# Usage Stats – quick visuals

This notebook loads the CSV, cleans the header rows, converts numbers, and creates a few quick charts.

If your CSV file is in the same folder as this notebook, the code will work as-is.


In [None]:
import pandas as pd
import matplotlib.pyplot as plt

CSV_PATH = "Untitled spreadsheet - Usage Stats.csv"  # same folder as this .ipynb

raw = pd.read_csv(CSV_PATH, header=None)

# Row 0 is empty, row 1 contains the real headers, data starts at row 2
headers = raw.iloc[1].tolist()
df = raw.iloc[2:].copy()
df.columns = headers
df = df.reset_index(drop=True)

df.head()


In [None]:
# Convert numeric columns (handles commas, blanks, etc.)
num_cols = ["No. pages", "% Pages", "No. of usage", "Average usage per page (Max for category)"]

def to_num(s):
    return pd.to_numeric(
        s.astype(str).str.replace(",", "", regex=False).str.strip(),
        errors="coerce"
    )

for c in num_cols:
    df[c] = to_num(df[c])

df.dtypes


In [None]:
# Basic sanity checks
df.isna().sum()


In [None]:
# Top 20 tags/widgets by total usage
top = df.sort_values("No. of usage", ascending=False).head(20)

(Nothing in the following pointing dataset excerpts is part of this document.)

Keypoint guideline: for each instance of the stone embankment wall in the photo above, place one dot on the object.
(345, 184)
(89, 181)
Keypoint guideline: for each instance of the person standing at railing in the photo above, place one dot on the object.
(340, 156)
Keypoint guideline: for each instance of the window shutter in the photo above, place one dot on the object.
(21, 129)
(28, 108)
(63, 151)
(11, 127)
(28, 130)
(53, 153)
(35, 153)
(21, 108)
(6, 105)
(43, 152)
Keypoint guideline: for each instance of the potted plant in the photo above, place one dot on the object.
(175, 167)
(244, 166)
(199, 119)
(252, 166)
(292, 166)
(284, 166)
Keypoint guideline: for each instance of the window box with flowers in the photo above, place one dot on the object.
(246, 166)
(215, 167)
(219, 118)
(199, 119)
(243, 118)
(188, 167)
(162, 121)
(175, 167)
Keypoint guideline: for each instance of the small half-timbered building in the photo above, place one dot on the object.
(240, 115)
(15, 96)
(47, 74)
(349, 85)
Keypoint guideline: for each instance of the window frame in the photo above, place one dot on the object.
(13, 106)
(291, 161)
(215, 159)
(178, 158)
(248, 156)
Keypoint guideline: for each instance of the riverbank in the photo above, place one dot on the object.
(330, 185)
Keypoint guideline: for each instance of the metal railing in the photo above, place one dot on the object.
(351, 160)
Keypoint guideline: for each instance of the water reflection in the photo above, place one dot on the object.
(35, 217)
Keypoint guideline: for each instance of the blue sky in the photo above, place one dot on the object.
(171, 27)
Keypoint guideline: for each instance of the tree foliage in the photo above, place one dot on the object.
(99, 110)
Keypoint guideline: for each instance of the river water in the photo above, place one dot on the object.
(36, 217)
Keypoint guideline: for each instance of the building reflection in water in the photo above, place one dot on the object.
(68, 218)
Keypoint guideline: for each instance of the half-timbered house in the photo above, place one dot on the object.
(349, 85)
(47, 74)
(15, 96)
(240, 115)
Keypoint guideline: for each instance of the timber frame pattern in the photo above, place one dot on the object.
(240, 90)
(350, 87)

plt.figure(figsize=(10, 6))
plt.barh(top["Tag / Widget"][::-1], top["No. of usage"][::-1])
plt.xlabel("No. of usage")
plt.ylabel("Tag / Widget")
plt.title("Top 20 by total usage")
plt.tight_layout()
plt.show()


In [None]:
# Top 20 by average usage per page (skip very small samples if you want)
filtered = df[df["No. pages"] >= 50].sort_values("Average usage per page (Max for category)", ascending=False).head(20)

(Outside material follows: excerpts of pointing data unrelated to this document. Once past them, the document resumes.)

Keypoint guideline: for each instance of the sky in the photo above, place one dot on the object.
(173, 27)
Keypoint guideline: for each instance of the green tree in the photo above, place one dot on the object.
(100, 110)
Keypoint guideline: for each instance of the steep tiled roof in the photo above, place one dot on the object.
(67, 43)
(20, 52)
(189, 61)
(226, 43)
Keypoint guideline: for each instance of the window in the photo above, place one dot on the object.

plt.figure(figsize=(10, 6))
plt.barh(filtered["Tag / Widget"][::-1], filtered["Average usage per page (Max for category)"][::-1])
plt.xlabel("Average usage per page")
plt.ylabel("Tag / Widget")
plt.title("Top 20 by average usage per page (No. pages ≥ 50)")
plt.tight_layout()
plt.show()


In [None]:
# Relationship: pages vs avg usage per page
plt.figure(figsize=(8, 6))
plt.scatter(df["No. pages"], df["Average usage per page (Max for category)"])
plt.xlabel("No. pages")
plt.ylabel("Avg usage per page")
plt.title("Pages vs Avg usage per page")
plt.tight_layout()
plt.show()


In [None]:
# Optional: save the cleaned data
df.to_csv("usage_stats_cleaned.csv", index=False)
print("Saved: usage_stats_cleaned.csv")